For Saturday absences, the postmaster encouraged the carrier to use:

  1. Vacation days,
  2. Annual leave,
  3. Leave without pay, and
  4. Exchanged days off with other carriers.

Records showed that he hadn’t been required to work on 48% of Saturdays in 2003, 73% in 2004, and at least 50% in 2005, in contrast to having had 92.3% of Saturdays off in 2002.

The carrier sued, alleging that removal of his accommodation violated Title VII. The postal service moved to dismiss, the trial court granted the motion, and the carrier appealed.

THE SIXTH CIRCUIT WEIGHS IN

To establish a prima facie discrimination case, the carrier had to show that he:

  1. Held a sincere religious belief that conflicted with an employment requirement,
  2. Had informed the employer about the conflicts, and
  3. Had been discharged or disciplined for failing to comply with the conflicting employment requirement.

The Sixth Circuit held that the carrier couldn’t satisfy the third prong. He argued that he’d been forced to take days off from work without pay to avoid Saturday work, reducing his annual pay and eventual pension.

But the Sixth Circuit found that more than loss of pay is required to demonstrate discipline or discharge. The Supreme Court has ruled that “the direct effect of unpaid leave is merely a loss of income for the period the employee is not at work; such an exclusion has no direct effect on either employment opportunities or job status.”

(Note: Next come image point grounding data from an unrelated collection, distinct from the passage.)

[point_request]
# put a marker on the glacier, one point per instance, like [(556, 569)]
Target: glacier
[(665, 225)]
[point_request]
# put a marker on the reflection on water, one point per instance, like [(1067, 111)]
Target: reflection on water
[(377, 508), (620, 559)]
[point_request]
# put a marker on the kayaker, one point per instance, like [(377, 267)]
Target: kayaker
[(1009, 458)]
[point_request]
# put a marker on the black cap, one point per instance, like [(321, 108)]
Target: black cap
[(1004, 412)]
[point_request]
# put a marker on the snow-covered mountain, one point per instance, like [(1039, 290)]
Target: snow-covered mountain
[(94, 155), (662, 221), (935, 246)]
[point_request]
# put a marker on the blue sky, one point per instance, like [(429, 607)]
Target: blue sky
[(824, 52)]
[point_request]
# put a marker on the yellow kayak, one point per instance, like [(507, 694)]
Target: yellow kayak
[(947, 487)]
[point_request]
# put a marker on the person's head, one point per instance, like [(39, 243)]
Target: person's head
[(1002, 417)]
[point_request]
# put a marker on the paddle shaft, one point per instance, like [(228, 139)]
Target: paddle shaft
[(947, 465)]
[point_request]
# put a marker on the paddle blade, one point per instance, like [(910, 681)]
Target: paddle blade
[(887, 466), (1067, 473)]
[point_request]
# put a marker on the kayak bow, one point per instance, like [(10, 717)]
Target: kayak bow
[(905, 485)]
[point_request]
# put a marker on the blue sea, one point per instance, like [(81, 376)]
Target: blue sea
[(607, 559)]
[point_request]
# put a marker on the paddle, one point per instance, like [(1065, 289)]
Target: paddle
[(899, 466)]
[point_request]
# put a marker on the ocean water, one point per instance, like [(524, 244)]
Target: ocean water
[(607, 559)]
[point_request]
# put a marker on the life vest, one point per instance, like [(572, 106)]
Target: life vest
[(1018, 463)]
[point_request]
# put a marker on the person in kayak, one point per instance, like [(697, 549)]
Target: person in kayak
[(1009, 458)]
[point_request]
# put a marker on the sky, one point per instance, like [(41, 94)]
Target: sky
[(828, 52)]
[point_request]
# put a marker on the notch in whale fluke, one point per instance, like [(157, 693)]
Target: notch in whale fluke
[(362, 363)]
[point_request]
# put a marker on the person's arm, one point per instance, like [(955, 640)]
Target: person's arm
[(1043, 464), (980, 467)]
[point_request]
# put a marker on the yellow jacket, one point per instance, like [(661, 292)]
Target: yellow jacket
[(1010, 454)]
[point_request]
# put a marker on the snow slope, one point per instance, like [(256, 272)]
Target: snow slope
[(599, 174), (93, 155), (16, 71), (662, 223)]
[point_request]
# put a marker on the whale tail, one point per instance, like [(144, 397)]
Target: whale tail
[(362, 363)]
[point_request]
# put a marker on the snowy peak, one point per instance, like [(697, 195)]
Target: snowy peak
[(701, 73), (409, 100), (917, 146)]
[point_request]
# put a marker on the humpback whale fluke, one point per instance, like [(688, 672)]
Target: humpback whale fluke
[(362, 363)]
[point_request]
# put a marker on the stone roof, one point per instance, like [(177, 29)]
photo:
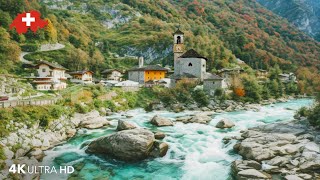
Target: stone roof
[(51, 64), (209, 76), (79, 72), (109, 71), (149, 68), (184, 75), (191, 53), (178, 31)]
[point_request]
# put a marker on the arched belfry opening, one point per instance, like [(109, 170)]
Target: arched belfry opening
[(178, 40)]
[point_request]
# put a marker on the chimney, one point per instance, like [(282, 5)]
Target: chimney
[(140, 61)]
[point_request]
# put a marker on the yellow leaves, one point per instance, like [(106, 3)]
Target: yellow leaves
[(249, 46), (51, 31)]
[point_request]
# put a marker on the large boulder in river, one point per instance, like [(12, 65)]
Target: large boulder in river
[(92, 120), (202, 118), (128, 145), (161, 121), (123, 125), (225, 123), (252, 174)]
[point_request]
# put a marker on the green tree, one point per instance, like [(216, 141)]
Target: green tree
[(201, 98), (252, 89)]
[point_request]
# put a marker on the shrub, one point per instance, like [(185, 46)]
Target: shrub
[(81, 108), (201, 98), (303, 112), (314, 116), (56, 111), (252, 89), (44, 121)]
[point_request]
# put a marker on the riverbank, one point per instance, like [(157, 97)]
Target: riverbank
[(288, 151), (194, 148), (27, 144)]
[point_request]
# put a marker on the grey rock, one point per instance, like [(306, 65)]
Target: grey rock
[(225, 123), (159, 135), (123, 125), (160, 149), (161, 121), (252, 174), (292, 177)]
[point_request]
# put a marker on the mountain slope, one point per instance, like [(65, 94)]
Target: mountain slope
[(95, 31), (304, 14)]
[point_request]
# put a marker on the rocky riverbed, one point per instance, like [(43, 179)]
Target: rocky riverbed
[(31, 145), (288, 151), (27, 145), (195, 147)]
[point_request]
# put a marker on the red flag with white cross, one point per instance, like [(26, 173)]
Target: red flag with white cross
[(28, 20)]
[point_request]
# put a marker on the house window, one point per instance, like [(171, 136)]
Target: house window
[(178, 40)]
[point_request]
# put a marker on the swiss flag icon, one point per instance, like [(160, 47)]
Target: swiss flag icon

So the Sixth Circuit concluded that the carrier had simply not been paid for the time he didn’t work — he hadn’t been disciplined or discharged. Because he couldn’t make out a prima facie case, his religious-accommodation claim failed.

AN UNDUE HARDSHIP?

Note that the postal service didn’t seek to discipline or fire the carrier for failing to adhere to his schedule. Had that been the case, the court would have had to resolve whether the service had to accommodate his religious observance or whether accommodation would have constituted an undue hardship.

But based on the facts here and case law, the Sixth Circuit likely would have found that accommodating the carrier would have been an undue hardship.

SIDEBAR: CONDUCT TRUMPS BELIEFS

In Grossman v. South Shore Public School District, shortly after a public school district hired a guidance counselor on a three-year probationary contract, she threw out literature designed to show students how to use condoms and substituted literature advocating abstinence. She also twice engaged in prayer with students.

When her probation ended, the district elected not to renew her contract. The teacher sued, alleging that the decision was based on hostility to her religious beliefs. The trial court ruled for the school district without a trial.

On appeal, the Seventh Circuit affirmed, noting that the district had failed to renew the plaintiff’s contract because of her conduct — not because of her beliefs. The majority of the district was Christian, like the plaintiff. But the court noted that six teenage pregnancies among the small number of students who had the plaintiff as a counselor was enough for administrators to think it imprudent to retain a guidance counselor who threw out pamphlets instructing students in condom use.

Furthermore, the U.S. Department of Education’s guidelines state that the Constitution’s establishment clause bars teachers “from encouraging or discouraging prayer and from actively participating in such activity with students.”

Thus, the Seventh Circuit held that teachers and other public school employees have no right to make the promotion of religion part of their job descriptions.